Cerpen Kado Terbesar

      Tubuh yang dahulu mungil mulai membengkak, pipi seperti bakpau. Gadis itu hampir putus asa dengan apa yang harus di jalaninya setahun belakangan ini. Dari pagi sampai pagi ia bekerja keras untuk memenuhi kehidupan waktu bersantinya harus di korbankan namun sayang hasil tak dapat ia nikmati.

      "Aku lelah Nis," keluhnya pada gadis berkerudung manis.
      "Baru beberapa kali di coba sudah menyerah."
        "Buat apa aku bekerja dari pagi hingga pagi kalau makan nasi saja tak bisa, rasanya pengen udahan." Gadis bersumpipit itu dengan lemah.
       "May, masih mau ngedown gini? Gimana bisa sembuh orang kamunya saja sudah enggan buat nerusi hidup." Nissa menata sahabatnya yang baru saja ia kenal beberapa bulan lalu.

      Masyu menghela nafasnya yang terengah, cobaan berat harus ia lakoni. Makanan yang tak ia suka harus di lahap setiap hari, jika tidak? Nyawa yang akan menanti.

      "Hey, wake up. Lihat sudah berapa banyak yang kamu korbankan? Tidak hanya uang tapi rasa dan lainnya. Kita coba untuk puasa?" Gadis berkerudung itu menyarankan sesuatu.
"Puasa?" Tak paham.
"Iya? Kenapa heran kamu tidak pernah puasa sebelumnya?"
Masyu menggeleng.
"Kalau begitu harus di coba," Nissa memaksa. Masyu menatap tak paham.
"Puasa dapat di lakukan siapa saja May, asal niatnya bagus. Walau kamu non muslim," Nissa menjelaskan dengan tersenyum.

       Seminggu sudah Masyu melakukan saran sahabatnya itu. Ia menjalankan puasa dengan niat yang tulus ingin sembuh. Nissa menuntun gadis itu perlahan, rasa iba dan kasih sayang yang membuatnya bertahan walau tak mudah menghadapi gadis keras kepala. Tapi Masyu memiliki kemauan yang kuat untuk sembuh.

     "Tidak ada perubahan," celetuk Masyu mulai putus asa."
       Baru sepekan. Hydropoid kan tak mudah di sembuhkan, tapi yakin bisa ya May.." Gadis berkerudung menyemangati.

       Perubahan demi perubahan mampu ia rasakan walau hanya sedikit tapi sangat membantu. Kemo, puasa, serta menjaga kedispilinan menjadi obat mujarab dirinya. Ya setidaknya ia terhindah pingsan di jalan setelah memakan beberapa sendok kolah dingin.

       "Thanks Niss, saran kamu sangat membantu. Walau aku agnostic tapi kamu tetap mau menyemangatiku. Cuman semangat yang aku butuhkan.." Senyum yang hampir tak terlihat itu kini hadir dengan wajah bersemangat.

     "Dalam Islam, jika seseorang butuh bantuan maka harus lah di bantu tanpa memandang siapa dia. Namun, apa kamu tidak mencoba memikirkan tentang agama mana yang harus kamu pilih May? Maaf jika ini terlalu privasi." Suara lembutnya menyapu telinga Masyu.

      Gadis itu  diam sejenak, pancaran matanya berubah.

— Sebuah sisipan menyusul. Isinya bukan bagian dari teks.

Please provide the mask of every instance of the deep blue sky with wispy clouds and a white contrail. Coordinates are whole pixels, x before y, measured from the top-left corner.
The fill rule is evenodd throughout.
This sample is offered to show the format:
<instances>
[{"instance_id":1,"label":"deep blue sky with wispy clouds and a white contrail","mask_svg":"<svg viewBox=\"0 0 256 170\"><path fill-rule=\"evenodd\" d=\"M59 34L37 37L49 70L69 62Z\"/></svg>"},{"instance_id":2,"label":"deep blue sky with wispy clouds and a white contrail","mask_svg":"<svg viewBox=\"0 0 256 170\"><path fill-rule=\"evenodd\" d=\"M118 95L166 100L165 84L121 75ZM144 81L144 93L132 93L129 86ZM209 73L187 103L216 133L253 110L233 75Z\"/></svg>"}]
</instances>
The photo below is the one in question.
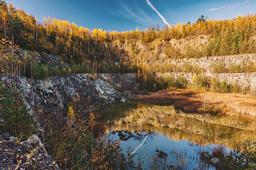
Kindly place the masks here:
<instances>
[{"instance_id":1,"label":"deep blue sky with wispy clouds and a white contrail","mask_svg":"<svg viewBox=\"0 0 256 170\"><path fill-rule=\"evenodd\" d=\"M144 30L208 19L256 14L256 0L6 0L38 18L58 18L93 30Z\"/></svg>"}]
</instances>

Sesuatu hal berat menggelayut di fikiran.
"Agnotic juga suatu kepercayaan Niss,"

         "Manusia hidup dengan pilihan May, kamu harus milih salah satu dari banyak pilihan. Buat apa? Agar kita tau mana tujuan yang harus kita tempuh. Ibarat kapal ia harus tau kemana akan belayar jika tidak hanya terombang-ambing di tempat bukan?" Nissa sedikit memberikan pandangan.

       Masyu tersenyum sekanannya, sejak perbincangan itu mereka jadi lost conntect. Masyu tak tampak lagi di rumah sakit yang biasa ia cek up. Telfonnya selalu mati jika di hubungi, rasa bersalah sedikit menyelubungi hati Nissa.

          "Nissa," suara lembut memanggil namanya.
       MasyaAllah. Nissa tertegun tak percaya, gadis keras kepala itu begitu anggun mengenakan kerudung pink.

    "Selama ini aku menghilang untuk meyakinkan diri, memastikan rasa, dan kembali dengan keputusan yang pasti. Selama aku menyendiri banyak renungan dan keraguan yang harus ku tempu hingga sekarang ini keputusanku." Masyu tersenyum. Paras cantik mempesona, pancaran wajah calon surga.

        "Jika itu pilihan. Aku bahagia akhirnya kamu menetapkan hati pada satu pilihan," Nissa memeluk sahabatnya. Ia berjanji pada Masyu untuk menuntun lebih dalam tentang agama.